The preference for remaining aloof is something that is obvious in many of the people who work in the IT industry especially with those who hail from a different town or city than where they have a job. While some of this is understandable, these persons also exhibit a lack of connectedness with the surroundings and essential service providers such as security guards, domestic workers or janitors. People in their personal lives including spouses, children and parents also feel left out at times.
All this and more is brought out in a candid manner in "Look for the small print", a short film created by Jobin Andrews, a technologist who has been employed in the city’s IT industry for over 5 years. "Many IT companies compel us to not just familiarize ourselves with the culture of the west but also imbibe it. This could result in a conflict with our actual identity," Andrews shared after a recent screening held in Bengaluru. (Having spent 14 years in such organizations, yours truly agrees completely with the director).

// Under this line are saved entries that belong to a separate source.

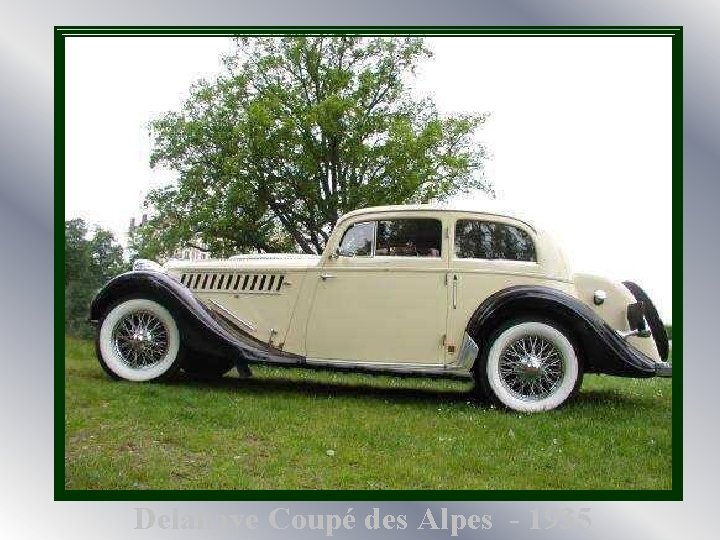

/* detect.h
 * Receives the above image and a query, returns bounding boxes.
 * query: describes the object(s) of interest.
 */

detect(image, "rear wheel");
[96,298,182,381]
[476,320,583,412]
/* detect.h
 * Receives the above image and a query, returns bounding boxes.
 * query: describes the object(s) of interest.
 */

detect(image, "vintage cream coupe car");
[90,204,671,412]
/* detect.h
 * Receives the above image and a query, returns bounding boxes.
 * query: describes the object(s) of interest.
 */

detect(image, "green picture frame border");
[55,25,682,502]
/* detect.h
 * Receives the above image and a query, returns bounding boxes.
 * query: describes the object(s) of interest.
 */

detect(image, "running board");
[246,356,474,380]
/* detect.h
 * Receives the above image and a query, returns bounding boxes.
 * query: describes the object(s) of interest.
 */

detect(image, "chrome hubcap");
[498,335,565,400]
[112,310,169,369]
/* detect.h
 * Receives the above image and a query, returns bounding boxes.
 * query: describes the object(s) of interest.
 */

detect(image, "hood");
[165,252,322,272]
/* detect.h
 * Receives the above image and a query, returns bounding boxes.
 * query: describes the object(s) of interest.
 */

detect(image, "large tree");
[65,219,128,337]
[137,37,490,258]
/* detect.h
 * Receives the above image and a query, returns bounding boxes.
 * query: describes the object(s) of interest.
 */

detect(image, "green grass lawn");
[64,336,673,491]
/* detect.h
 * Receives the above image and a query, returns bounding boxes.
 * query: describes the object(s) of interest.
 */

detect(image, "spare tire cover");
[622,281,669,361]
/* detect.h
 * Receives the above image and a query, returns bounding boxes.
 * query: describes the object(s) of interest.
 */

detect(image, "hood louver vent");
[179,272,285,294]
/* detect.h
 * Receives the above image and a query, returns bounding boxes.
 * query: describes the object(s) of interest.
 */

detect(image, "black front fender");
[90,271,302,368]
[466,285,658,378]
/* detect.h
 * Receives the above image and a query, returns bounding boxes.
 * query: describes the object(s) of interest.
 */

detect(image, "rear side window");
[455,220,536,261]
[376,219,442,257]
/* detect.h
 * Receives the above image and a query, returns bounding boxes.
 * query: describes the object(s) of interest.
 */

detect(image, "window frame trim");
[373,217,444,259]
[451,217,539,263]
[337,217,445,259]
[337,220,377,258]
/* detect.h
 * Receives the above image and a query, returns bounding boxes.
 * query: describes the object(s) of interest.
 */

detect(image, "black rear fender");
[466,285,657,378]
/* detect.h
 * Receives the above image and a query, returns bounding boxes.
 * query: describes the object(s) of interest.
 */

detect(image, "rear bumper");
[610,340,673,378]
[617,300,671,378]
[655,361,673,377]
[608,335,673,378]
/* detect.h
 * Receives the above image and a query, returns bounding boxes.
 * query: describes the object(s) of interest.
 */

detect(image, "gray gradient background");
[0,0,712,538]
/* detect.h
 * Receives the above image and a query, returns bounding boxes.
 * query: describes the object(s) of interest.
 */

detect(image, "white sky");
[65,36,672,321]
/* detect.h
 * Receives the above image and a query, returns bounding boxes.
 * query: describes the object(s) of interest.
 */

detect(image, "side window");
[338,221,374,257]
[455,220,536,261]
[376,219,442,257]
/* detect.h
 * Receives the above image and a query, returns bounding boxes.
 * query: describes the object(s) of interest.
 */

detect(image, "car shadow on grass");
[76,365,661,411]
[158,372,657,411]
[571,389,658,409]
[170,372,480,406]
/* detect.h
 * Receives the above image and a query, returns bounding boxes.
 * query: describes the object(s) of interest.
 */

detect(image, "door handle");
[320,273,336,281]
[452,274,458,309]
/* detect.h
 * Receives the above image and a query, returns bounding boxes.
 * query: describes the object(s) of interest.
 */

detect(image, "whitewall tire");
[479,320,582,412]
[97,298,182,382]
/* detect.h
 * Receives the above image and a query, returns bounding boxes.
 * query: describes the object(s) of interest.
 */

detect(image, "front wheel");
[96,297,182,381]
[476,320,582,412]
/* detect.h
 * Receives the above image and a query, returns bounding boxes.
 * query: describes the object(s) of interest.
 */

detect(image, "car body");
[90,204,671,412]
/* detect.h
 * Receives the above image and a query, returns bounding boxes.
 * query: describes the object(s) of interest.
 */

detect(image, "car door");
[446,215,547,357]
[305,216,449,364]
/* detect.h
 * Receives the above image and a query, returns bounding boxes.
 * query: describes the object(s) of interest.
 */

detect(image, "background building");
[129,214,210,261]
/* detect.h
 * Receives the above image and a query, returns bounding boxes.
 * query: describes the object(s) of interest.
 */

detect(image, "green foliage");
[65,219,128,338]
[66,336,671,490]
[137,37,490,258]
[665,325,672,340]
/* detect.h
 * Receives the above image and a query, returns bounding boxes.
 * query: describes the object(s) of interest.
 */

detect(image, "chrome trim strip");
[450,267,570,283]
[308,265,569,283]
[317,266,451,273]
[198,289,283,295]
[304,353,477,378]
[306,358,444,370]
[207,299,255,332]
[305,357,474,377]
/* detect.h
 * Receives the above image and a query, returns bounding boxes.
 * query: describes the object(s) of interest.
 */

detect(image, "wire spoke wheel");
[110,308,170,370]
[481,320,581,412]
[100,299,230,383]
[98,298,182,382]
[498,334,565,400]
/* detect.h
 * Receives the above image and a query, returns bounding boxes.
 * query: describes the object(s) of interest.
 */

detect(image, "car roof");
[341,202,538,231]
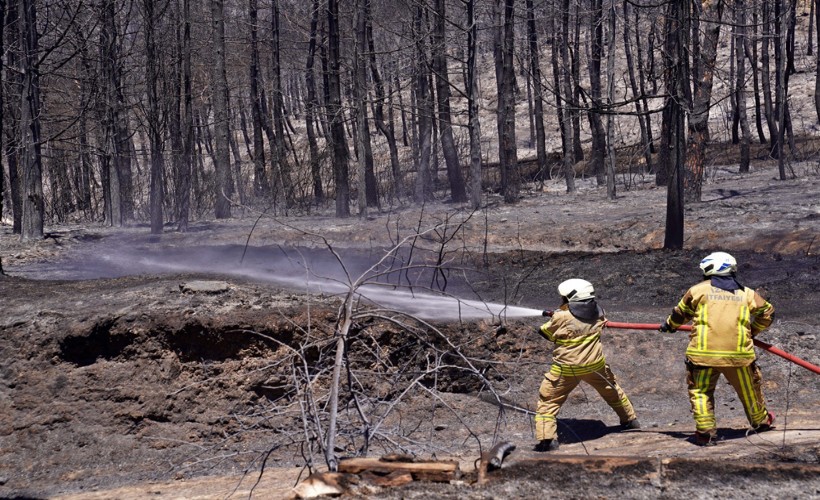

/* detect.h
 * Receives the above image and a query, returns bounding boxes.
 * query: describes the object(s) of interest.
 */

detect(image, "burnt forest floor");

Local setting, universal message
The backdrop of the documentary, is Bangalore, essentially. But the story which revolves round Akash, a workaholic, is applicable to the realities of IT professionals anywhere in the country. Akash’s wife who also works in an IT firm is expecting the couple’s second child. It is ironical that they are likely to have another kid when Akash has to appease his young daughter with a pizza for not having spent time with her. "Greed and a unilateral frame of mind make people lose their sense of purpose", remarked a viewer of the documentary, thoughtfully.
With background music by renowned documentary film maker K P Sasi, (also a Bangalorean) this film has been shown at SIGNS (Kerala Film Federation) festival at Kerala and the International Short Film Festival of India (ISFFI) 2012 at Chennai in March 2012. Try to catch the production at its next show!